Biosimilars in Inflammatory Bowel Disease

Ready for Prime Time?

Fernando Gomollón

Disclosures

Curr Opin Gastroenterol. 2015;31(4):290-295. 

In This Article

Abstract and Introduction

Abstract

Purpose of review The goal is to review the most recent literature about biosimilars in inflammatory bowel disease (IBD), with emphasis on controversial regulatory issues.

Recent findings Although biosimilars have been in use in Europe since 2005, the recent approval of CT-P13 (Remsima, Inflectra), a biosimilar of the reference infliximab (Remicade), by the European Medicines Agency (EMA) and several regulatory agencies has become a widely discussed topic in IBD, rheumatology, and other areas. Biologics are the main drivers of cost in current IBD units, and biosimilars can reduce prices thus increasing the availability of this type of treatment. The guidelines for evaluation of biosimilars are considerably different from those of the reference biologics, regulatory agencies relying on detailed in-vitro studies for defining 'high similarity', and requiring many fewer clinical data. 'High similarity' is considered sufficient for clinical trials, as the new molecule is demonstrated so structurally similar to the reference one that no significant difference in efficacy or safety is expected. Two trials in ankylosing spondylitis and rheumatoid arthritis gave no evidence of real difference and provided the required pharmacokinetic and PD data. The main controversy remains in the 'extrapolation' of indications, accepted by EMA but not by Health Canada. Position statements from several scientific societies and some expert's reviews have expressed concerns to the concept of extrapolation without direct IBD clinical evidence, whereas EMA experts have published detailed reviews supporting extrapolation.

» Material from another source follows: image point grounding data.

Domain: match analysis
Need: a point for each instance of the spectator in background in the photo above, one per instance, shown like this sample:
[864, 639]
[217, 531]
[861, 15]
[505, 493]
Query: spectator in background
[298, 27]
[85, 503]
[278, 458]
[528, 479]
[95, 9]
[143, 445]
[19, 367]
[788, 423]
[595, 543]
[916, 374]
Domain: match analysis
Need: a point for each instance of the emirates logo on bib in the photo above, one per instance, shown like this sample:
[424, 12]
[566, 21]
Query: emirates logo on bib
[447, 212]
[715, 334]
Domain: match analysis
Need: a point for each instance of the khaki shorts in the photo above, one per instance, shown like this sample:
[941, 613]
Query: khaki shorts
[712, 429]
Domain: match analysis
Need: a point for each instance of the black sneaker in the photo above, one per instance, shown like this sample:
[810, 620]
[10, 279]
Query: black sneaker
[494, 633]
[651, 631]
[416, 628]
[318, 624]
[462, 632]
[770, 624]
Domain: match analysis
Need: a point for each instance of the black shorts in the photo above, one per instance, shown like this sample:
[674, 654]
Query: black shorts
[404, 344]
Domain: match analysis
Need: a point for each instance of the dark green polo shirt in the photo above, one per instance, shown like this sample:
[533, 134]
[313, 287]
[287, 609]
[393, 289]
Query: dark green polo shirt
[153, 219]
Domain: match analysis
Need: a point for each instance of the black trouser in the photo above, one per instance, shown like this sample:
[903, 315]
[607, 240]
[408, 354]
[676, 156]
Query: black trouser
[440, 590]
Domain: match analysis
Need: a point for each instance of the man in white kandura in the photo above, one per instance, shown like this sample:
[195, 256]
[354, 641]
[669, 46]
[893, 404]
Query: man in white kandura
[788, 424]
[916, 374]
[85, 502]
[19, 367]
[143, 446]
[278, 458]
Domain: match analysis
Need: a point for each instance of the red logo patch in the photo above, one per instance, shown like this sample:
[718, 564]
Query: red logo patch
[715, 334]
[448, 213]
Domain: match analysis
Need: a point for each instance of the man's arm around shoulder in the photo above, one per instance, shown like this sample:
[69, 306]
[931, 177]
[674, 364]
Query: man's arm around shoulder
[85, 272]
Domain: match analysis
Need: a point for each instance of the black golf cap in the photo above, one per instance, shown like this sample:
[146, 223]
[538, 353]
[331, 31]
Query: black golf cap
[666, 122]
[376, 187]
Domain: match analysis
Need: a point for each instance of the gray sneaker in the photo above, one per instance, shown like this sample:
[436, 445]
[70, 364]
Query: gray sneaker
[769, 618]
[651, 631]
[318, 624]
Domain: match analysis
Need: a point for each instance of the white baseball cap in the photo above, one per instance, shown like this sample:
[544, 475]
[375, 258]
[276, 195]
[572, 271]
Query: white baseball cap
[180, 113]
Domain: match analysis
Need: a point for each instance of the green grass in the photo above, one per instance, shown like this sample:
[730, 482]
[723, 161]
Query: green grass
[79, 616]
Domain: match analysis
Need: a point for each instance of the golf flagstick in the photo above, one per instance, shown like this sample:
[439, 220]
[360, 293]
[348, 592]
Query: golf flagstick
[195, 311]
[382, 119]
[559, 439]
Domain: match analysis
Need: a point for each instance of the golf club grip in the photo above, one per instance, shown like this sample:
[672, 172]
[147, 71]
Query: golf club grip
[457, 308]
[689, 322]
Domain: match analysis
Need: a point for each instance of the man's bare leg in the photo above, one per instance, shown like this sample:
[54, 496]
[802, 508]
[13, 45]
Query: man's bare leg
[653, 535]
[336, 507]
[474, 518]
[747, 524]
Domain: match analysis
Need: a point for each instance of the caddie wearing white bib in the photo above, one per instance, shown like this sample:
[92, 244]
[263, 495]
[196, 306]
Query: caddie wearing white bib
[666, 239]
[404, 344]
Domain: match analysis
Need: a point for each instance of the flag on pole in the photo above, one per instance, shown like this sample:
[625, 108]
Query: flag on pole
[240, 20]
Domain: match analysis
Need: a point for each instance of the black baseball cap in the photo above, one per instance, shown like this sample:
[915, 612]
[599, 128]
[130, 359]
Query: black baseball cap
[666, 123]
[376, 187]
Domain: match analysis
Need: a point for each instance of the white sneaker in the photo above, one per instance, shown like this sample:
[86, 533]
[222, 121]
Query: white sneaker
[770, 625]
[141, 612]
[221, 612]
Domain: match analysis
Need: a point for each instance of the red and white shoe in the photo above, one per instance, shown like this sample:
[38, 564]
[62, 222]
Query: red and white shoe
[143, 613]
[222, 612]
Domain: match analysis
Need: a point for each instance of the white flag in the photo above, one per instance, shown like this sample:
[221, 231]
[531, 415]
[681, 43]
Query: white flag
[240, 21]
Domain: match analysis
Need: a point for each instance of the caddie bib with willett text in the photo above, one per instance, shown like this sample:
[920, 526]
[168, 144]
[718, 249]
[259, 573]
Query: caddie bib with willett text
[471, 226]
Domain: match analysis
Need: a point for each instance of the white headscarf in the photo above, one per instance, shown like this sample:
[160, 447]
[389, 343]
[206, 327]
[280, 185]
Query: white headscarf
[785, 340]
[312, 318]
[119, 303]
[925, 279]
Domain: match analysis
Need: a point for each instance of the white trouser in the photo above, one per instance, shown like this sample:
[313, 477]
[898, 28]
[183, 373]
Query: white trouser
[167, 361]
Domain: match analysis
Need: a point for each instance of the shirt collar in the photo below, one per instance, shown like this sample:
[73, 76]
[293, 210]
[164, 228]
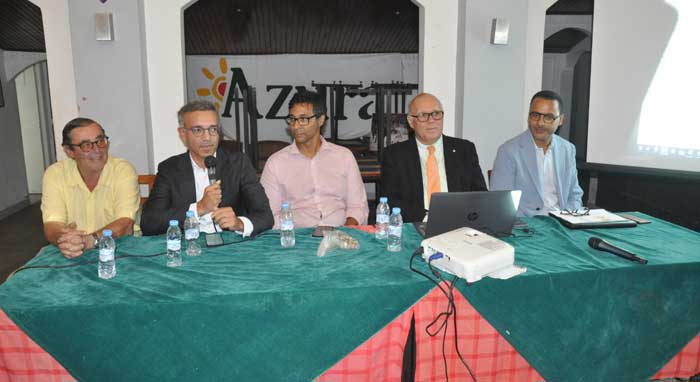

Summary Biosimilars in IBD are here to stay. New data are awaited to settle the controversy of extrapolation, but only the complex behavior of markets will show whether biosimilars fuel competition and extend access to biologics with significant cuts in drug costs.

Introduction

Biologics can be defined as 'a medicinal product or vaccine that consists of, or has been produced by the use of living organisms'[1] (Table 1). In fact, the mere concept of biologics is a type of 'biomimetics'[2] of which monoclonal antibodies are a paradigmatic example.[3] In the specific field of inflammatory bowel disease (IBD), infliximab was the first biologic to be used, starting with very limited indications in Crohn's disease in 1999, and in a few years becoming key in the management of both Crohn's disease and ulcerative colitis.[4] Natalizumab, adalimumab, certolizumab, golimumab, and vedolizumab followed, and more are expected in the near future.[5] Biologics are not simple to make and are costly drugs, but the global market of these products has quickly expanded in a huge business. When patents started to expire, following the old generics path,[6] copies of biologics quickly appeared and regulation was clearly needed. The name 'biosimilars' was adopted by the European Medicines Agency (EMA), as the first authority to clarify a regulatory pathway in 2005, and 16 biosimilars have been approved to date in Europe.[7,8] Biosimilar was an exotic word for the practicing IBD physician until EMA approved a biosimilar of infliximab (reference product Remicade) in 2013.[9,10] After extensive in-vitro comparative studies, and two clinical trials in ankylosing spondylitis[11] and rheumatoid arthritis,[12] EMA not only approved the new drug CT-P13 developed by Celltrion, under two brand names (Remsima and Inflectra ), but also included all the indications of Remicade in the label by simple 'extrapolation'.[9] Canadian authorities reviewed the same data, and approved the biosimilar but only for clinically tested indications and psoriasis.[13] The Food and Drug Administration (FDA) path to biosimilars is clearly slower,[14] but in 7 January 2015, the first biosimilar, a filgastrim, was approved after an application from a world leading company in the field,[15] suggesting that biosimilars will be reaching also the U.S. market in the next years.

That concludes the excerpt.